Quel enseignement tiré vous de ce projet ?

Je travaille sur les piles à hydrogène et les piles à combustible depuis une vingtaine d’années et je suis tellement heureux de voir que de la recherche, on arrive à un projet technologique abouti. C’est un accomplissement de voir cela.

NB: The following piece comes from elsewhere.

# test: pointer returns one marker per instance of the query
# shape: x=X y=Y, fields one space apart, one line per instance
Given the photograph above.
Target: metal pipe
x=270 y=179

On me demande souvent pourquoi ce type de projet n’a pas été fait plus tôt, pourquoi cela n’a pas été fait ailleurs ? Je souhaite dire que ce n’est pas un problème technique c’est un problème humain. Il faut des hommes et des femmes derrière de tels projets. Ce que j’ai beaucoup apprécié dans le projet ClearGen c’est la richesse des échanges entre les ingénieurs, les techniciens, les collaborateurs et tous les partenaires du projet qui ont des cultures différentes, des connaissances scientifiques, techniques et même humaines. Cela a très bien fonctionné.

 

Je suis aussi enseignant, et j’ai appris énormément et quand on a envie de faire sa carrière et d’apprendre tous les jours on ne peut pas mieux rêver de travailler sur un tel projet.